The Army also is projecting Tennessee-specific impacts that include:

• a $13.43 million cut in National Guard funding.

• a $3.05 million cut in Army Reserve funding.

• 2,496 civilian employees furloughed.

• 64 private sector jobs lost.

• 89 jobs lost from decreased military construction.

• $13 million lost for military acquisition and base investments.

Meanwhile, a report from the Senate Appropriations Subcommittee on Labor, Health and Human Services shows that sequestration would cost Tennessee Head Start programs $10.7 million, eliminating service for nearly 2,000 children.

Federal child care services would be cut $4.1 million, the report said, with 2,474 fewer children served. Education programs, especially those targeted at low-achieving schools, would take a hit of $770,164.

A report from the Pew Charitable Trusts shows that Tennessee would take an above-average hit. It said federal programs subject to the sequester equal 7.7 percent of state revenues in Tennessee, compared with an average of 6.6 percent for all 50 states.

It also showed federal spending on nondefense programs equal to 3.1 percent of state domestic product in Tennessee, compared with a national average of 1.8 percent. The figure reflects the federal investment in the Oak Ridge National Laboratories, among other facilities.

Another report, from Wells Fargo Securities, showed Tennessee at "moderate risk" from the sequester, with federal spending equaling 4.9 percent of state gross domestic product.

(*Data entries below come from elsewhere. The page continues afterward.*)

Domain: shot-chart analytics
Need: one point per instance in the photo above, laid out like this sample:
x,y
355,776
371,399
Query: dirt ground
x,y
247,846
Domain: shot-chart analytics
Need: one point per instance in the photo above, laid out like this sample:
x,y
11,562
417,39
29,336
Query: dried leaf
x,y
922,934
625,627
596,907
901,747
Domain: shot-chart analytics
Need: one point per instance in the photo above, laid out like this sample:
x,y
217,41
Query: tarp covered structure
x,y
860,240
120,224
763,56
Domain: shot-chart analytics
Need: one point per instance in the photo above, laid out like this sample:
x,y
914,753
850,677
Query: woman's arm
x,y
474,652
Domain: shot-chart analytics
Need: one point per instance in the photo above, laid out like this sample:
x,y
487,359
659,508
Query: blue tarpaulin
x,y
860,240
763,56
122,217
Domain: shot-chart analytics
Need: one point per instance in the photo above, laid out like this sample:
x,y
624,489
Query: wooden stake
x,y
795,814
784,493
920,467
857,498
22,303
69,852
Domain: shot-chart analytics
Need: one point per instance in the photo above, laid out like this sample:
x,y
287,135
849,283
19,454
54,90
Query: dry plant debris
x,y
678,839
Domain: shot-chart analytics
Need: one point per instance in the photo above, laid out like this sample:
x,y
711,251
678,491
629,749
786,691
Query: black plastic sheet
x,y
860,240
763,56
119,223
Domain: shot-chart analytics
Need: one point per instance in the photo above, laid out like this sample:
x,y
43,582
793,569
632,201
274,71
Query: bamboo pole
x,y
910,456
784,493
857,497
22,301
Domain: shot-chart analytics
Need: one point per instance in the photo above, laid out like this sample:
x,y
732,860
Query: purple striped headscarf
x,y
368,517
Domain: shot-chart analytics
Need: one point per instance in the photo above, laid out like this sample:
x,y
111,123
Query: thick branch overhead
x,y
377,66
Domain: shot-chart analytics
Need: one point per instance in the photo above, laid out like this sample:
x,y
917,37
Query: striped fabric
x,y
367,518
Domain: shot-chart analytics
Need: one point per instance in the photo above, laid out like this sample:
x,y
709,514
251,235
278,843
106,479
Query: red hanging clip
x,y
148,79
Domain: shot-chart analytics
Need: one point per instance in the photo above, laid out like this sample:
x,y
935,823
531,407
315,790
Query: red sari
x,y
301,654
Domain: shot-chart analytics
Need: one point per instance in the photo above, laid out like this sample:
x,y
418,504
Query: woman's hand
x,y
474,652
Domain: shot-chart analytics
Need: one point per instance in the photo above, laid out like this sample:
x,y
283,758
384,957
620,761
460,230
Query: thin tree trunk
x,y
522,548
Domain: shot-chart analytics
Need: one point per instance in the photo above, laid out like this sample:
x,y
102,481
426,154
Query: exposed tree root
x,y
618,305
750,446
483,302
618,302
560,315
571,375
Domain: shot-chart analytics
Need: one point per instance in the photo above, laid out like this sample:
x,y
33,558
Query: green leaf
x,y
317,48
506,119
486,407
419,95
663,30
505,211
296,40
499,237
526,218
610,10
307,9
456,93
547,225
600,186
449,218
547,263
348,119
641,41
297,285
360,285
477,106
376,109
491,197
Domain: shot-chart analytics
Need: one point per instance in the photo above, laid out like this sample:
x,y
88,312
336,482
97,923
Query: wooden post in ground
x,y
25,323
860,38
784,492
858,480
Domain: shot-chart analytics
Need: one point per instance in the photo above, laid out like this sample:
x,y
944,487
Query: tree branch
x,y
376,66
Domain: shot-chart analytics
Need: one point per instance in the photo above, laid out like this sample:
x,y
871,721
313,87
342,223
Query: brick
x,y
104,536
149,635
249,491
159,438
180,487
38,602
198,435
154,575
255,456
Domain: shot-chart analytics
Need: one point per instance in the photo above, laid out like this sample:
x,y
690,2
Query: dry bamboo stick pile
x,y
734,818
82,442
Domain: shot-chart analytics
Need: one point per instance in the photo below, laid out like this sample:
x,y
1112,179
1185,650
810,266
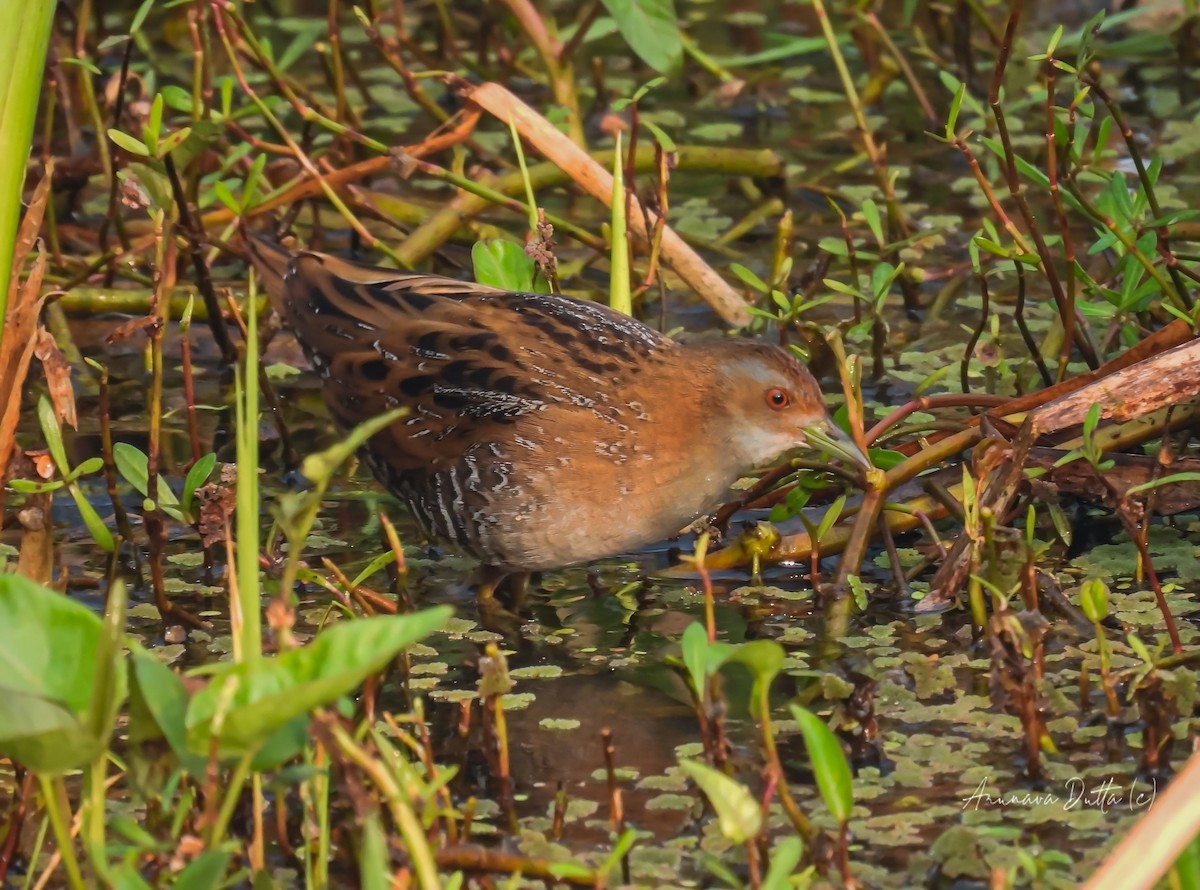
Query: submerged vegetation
x,y
227,660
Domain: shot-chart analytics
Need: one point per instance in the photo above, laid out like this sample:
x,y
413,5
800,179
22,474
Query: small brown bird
x,y
541,430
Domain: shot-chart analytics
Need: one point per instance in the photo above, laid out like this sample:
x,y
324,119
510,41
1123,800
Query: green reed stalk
x,y
249,629
23,44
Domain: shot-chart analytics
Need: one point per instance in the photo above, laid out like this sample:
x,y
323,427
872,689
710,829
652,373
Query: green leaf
x,y
126,877
93,464
48,647
197,476
96,527
173,140
159,708
245,703
829,763
785,857
1093,599
319,468
135,468
737,812
124,140
651,29
203,872
871,214
28,486
503,264
141,16
53,434
694,645
749,277
1175,477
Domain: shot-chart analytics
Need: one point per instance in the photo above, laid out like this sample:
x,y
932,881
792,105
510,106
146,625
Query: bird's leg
x,y
490,582
490,578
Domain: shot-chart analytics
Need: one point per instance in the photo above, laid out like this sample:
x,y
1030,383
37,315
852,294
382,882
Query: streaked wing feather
x,y
467,360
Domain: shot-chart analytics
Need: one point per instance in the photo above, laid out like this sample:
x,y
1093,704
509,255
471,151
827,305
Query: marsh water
x,y
940,785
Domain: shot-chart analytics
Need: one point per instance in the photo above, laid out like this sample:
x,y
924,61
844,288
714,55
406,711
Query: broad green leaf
x,y
651,29
785,857
132,145
245,703
737,812
96,527
133,465
48,648
505,265
111,683
1093,599
197,476
829,763
203,872
694,647
159,708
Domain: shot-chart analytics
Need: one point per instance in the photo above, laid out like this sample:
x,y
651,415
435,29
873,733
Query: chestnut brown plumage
x,y
541,430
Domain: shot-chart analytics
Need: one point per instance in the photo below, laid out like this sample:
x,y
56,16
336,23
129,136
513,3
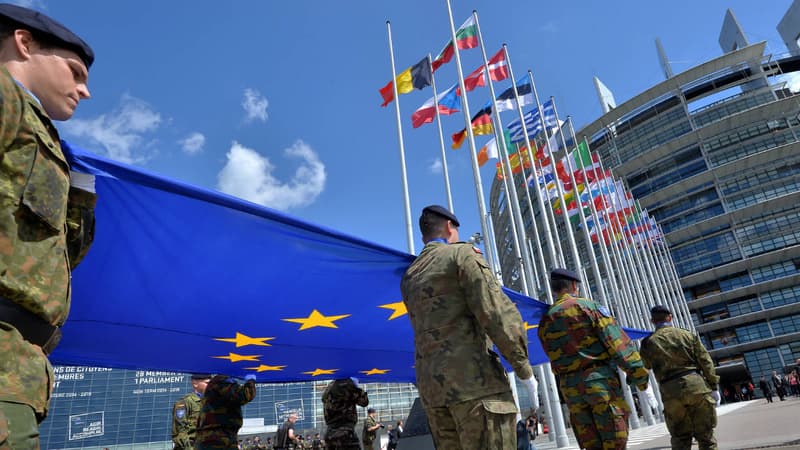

And a study from Stephen Fuller, regional economic analyst at George Mason University, predicted that Tennessee's total job losses from the deficit-reduction mechanisms set in place would total 39,120.

Sen. Bob Corker said there are better ways to make headway against deficits, primarily by reforming entitlements.

"Senator (Lamar) Alexander and I have offered specific legislation that would reduce the growth of spending on Medicare, Medicaid and Social Security by roughly $1 trillion and could be used to replace sequestration," Corker said.

"It's disappointing that rather than offering solutions to avoid the sequester he created, President (Barack) Obama has resorted to campaign-style scare tactics."

Despite having voted for the legislation that set up the sequester process, Rep. Diane Black, R-Gallatin, blamed the issue on Obama.

"The president's sequester is the wrong way to reduce the deficit. For more than a year, the president's own secretary of Defense has said that the sequester will devastate our military," Black said in a prepared statement.

"Nevertheless, the president has refused to put forward any plan to replace his sequester, and the Democrat-controlled Senate has not even voted on a solution. In contrast, the Republican-led House - with my support - has passed legislation on two occasions to replace the President's sequester with common-sense cuts and reforms that would lead to a balanced budget in a decade."